As funções do presidente da ARCO e o 4x3x3 ne Natan
E é com base no interesse mediático que regressamos ao desabafo do presidente Miguel Martins que nos garantiu que o clube de Oleiros não foi tido nem achado relativamente à data e hora da realização da partida com o Sporting, afirmando que “são decisões cozinhadas” para servir os interesses de alguém que não os clubes pequenos, e explicou porquê: “Nós não fomos consultados por ninguém antes da decisão de o jogo ser jogado na quinta-feira à noite ter sido tomada”, começou por revelar.
Miguel Martins, à esquerda, a receber o prémio de Melhor Dirigente do Ano da Associação de Futebol de Castelo Branco
“A FPF alegou que tem obrigações com os parceiros televisivos: a Sporttv e a Olivedesportos. 60 por cento do plantel da ARC Oleiros trabalha durante o dia e que se juntam às 19h30 para irem treinar.

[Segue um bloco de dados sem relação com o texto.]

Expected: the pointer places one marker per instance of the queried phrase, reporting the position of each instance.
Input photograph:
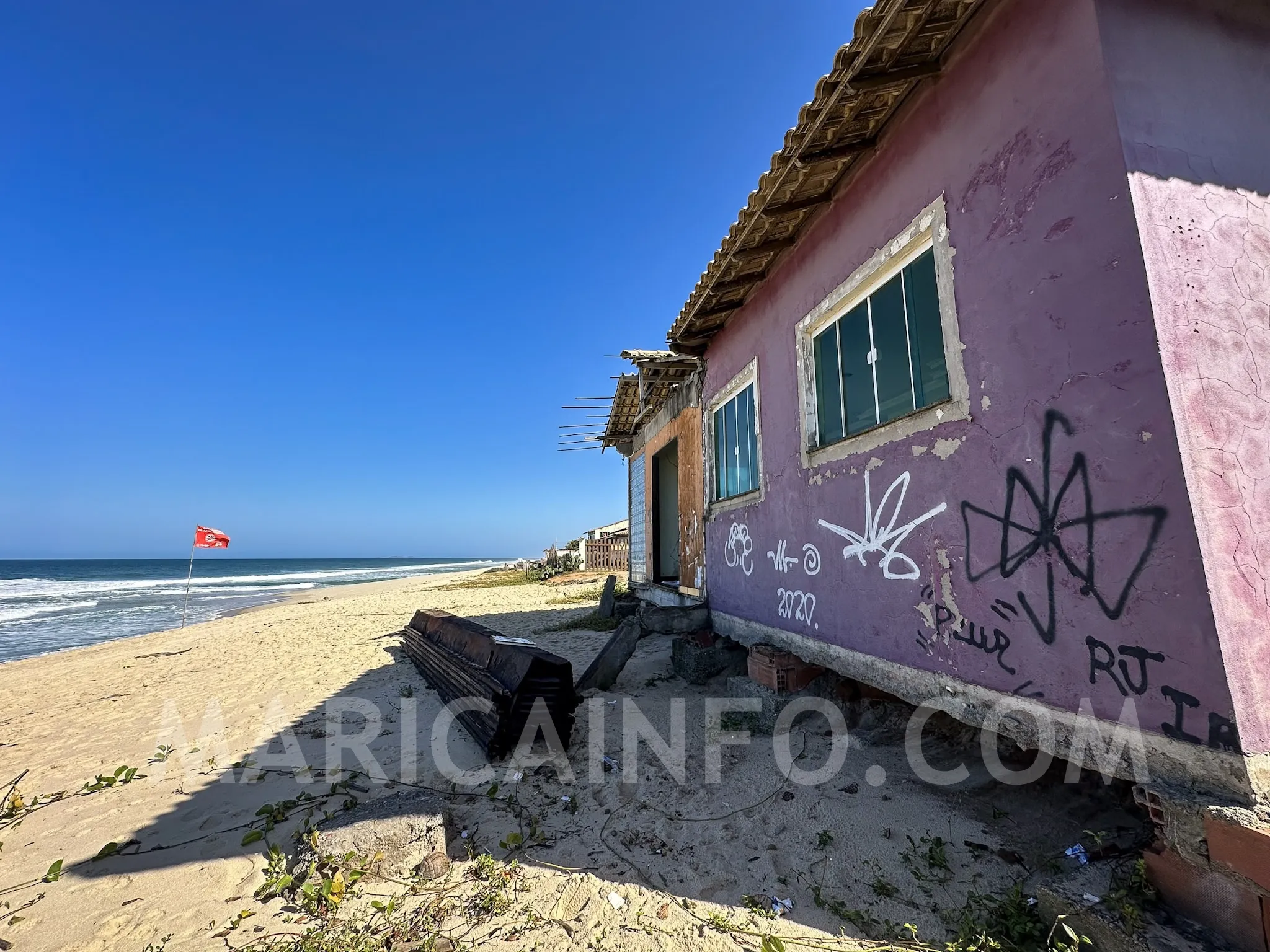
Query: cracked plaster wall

Alguns jogadores vão ter de pedir aos patrões para na quinta-feira saírem às 17h para virem jogar com o Sporting. Mas nós aceitamos isso. Só queremos que o jogo se realize aqui em Oleiros”, afirmou o GNR de profissão que nos contou ainda as dificuldades que por vezes enfrenta como presidente de um clube parco em recursos:
“O presidente do Oleiros faz comida para os jogadores se for preciso. O presidente do Oleiros vai a uma clínica com os jogadores e for preciso. O presidente do Oleiros adianta dinheiro do bolso dele quando é preciso, é esta a realidade de um presidente de um clube desta dimensão. É feito um esforço enorme aqui. E tudo o que temos conseguido não foi a assobiar para o ar, foi conseguido com muito trabalho e determinação, acima de tudo”, assegurou um presidente que guiou o clube aos únicos títulos da sua história.
Atualmente na nona posição da série C do campeonato de Portugal, a equipa de Natan Costa dispõe-se em, normalmente, num 4x3x3 “com uma nuance aqui e ali”, revelou o treinador que afirmou, ainda, não pensar alterar sobremaneira a forma de jogar da sua equipa para o jogo diante do Sporting, até porque, segundo o técnico de 38 anos, “mudar a identidade da equipa neste jogo só podia dar mau resultado”. O facto de o Sporting muito provavelmente não utilizar os jogadores habituais é um “fator de imprevisibilidade” de acordo com Natan que deixou ainda muitos elogios à forma como Jorge Jesus trabalha os lances de bola parada.
Já Ivan Fidalgo classificou a receção da ARCO ao Sporting como o teste mais duro da equipa orientada por Jorge Jesus antes da viagem a Turim. E depois riu-se.